Viel Tempo, schöner Spielfluss und ein knappes Spiel. Die erste Partie für die Bietigheim Steelers im neuen Jahr ist ein absolutes sportliches Schmankerl. Am Freitagabend gibt es gegen die Lausitzer Füchse zwar kein nachträgliches Tor-Feuerwerk nach Silvester, dafür aber Drama pur. Nach 60 Minuten ist nämlich beim 1:1 noch kein Sieger gefunden, so geht es in die Overtime. Dort bestimmt der SCB beinahe nach Belieben in den ersten zwei Minuten das Spielgeschehen, gleich mehrfach kommen die Bietigheimer durch Jack Dugan, Tim Schüle oder Cole Fonstad in Position.
Bietigheim Steelers Brett Kemp tütet den Extrapunkt ein
In der Verlängerung macht der Kanadier den Deckel drauf. Er erzielt nach einem herrlichen Solo das 2:1 gegen die Lausitzer Füchse und sorgt für den Auswärtssieg.
Am Ende ist es aber Brett Kemp, der dem Abend ein Ende bereitet. Der Kanadier gleitet wie das heiße Messer durch die Butter, vernascht die Füchse-Defensive und bleibt nach dem Solo auch vor Goalie Anthony Morrone eiskalt. Das 2:1 versetzt die mitgereisten Steelers-Fans in Ekstase, die mit dem Extrapunkt im Gepäck nach Hause fahren.
Schleppender Beginn der Gäste
Dabei merkt man den Schwaben zu Beginn des Spiels jedoch noch die müden Beine aus der siebenstündigen Busfahrt nach Weißwasser an. „Ausschlaggebend ist ein guter Start nach der langen Fahrt“, mahnt Coach Alexander Dück schon vor der Partie an. Ohne Marek Racuk und Mick Hochreither beim Auswärtsspiel starten die Steelers schwächer ins erste Drittel. Die Gastgeber bringen mit aggressivem Forechecking die Ellentäler immer wieder in die Bredouille und lassen sie in den Anfangsminuten kaum aus dem eigenen Drittel kommen.

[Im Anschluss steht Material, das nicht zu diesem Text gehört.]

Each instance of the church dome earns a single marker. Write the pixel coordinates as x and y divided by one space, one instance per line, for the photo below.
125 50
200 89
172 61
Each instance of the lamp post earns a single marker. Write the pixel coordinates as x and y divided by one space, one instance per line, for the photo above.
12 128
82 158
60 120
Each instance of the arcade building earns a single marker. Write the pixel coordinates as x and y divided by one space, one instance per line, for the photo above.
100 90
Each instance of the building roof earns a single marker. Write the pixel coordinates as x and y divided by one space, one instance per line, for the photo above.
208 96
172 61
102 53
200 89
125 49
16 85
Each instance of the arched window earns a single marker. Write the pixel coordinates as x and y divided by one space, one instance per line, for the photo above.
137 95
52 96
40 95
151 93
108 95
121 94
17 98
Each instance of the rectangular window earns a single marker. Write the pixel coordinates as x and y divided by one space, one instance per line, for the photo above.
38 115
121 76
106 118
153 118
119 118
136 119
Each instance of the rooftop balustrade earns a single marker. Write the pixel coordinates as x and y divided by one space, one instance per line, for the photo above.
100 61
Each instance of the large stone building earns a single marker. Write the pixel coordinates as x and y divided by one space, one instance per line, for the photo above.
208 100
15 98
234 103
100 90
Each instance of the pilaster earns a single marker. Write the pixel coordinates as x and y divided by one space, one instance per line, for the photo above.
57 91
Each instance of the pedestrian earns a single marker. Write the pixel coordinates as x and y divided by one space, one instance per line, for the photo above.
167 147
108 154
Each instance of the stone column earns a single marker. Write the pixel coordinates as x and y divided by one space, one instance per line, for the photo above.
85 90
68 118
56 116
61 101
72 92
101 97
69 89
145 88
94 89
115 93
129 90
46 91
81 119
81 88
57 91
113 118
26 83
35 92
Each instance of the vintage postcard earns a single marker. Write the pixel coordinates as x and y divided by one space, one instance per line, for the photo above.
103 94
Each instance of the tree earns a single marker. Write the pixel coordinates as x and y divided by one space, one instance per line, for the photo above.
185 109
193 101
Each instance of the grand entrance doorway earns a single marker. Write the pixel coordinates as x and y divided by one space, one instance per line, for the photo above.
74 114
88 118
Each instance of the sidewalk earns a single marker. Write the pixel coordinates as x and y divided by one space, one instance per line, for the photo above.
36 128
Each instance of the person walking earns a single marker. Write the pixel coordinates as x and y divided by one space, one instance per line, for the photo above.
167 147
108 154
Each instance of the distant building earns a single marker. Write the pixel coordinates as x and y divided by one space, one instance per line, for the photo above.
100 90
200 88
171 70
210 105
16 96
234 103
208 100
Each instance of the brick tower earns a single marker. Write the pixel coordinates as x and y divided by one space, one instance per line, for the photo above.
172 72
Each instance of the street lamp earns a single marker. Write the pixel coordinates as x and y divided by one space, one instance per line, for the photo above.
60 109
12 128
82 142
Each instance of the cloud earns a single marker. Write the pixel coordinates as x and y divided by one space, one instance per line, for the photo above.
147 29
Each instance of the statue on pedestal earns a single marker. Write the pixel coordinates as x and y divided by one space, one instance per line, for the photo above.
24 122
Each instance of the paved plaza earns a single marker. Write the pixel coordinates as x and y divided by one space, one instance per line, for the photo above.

Doch mit Florian Mnich im Kasten hat der SCB einen sicheren Rückhalt, der es nie wirklich gefährlich werden lässt.
Stattdessen kommt der erste Warnschuss auf der Gegenseite, Pawel Dronia bekommt nach sechs Minuten einen Abpraller auf den Schläger, den setzt er dann aber aus der Distanz doch am Kasten vorbei. Bei den Füchsen ist es Clarke Breitkreuz, der Bruder des früheren Steeler-Stürmers Brett, der zur ersten guten Gelegenheit kommt. Der 34-Jährige ist nach rund einer Viertelstunde plötzlich frei durch und auf dem Weg zur Führung, die wird aber durch Mnich verhindert.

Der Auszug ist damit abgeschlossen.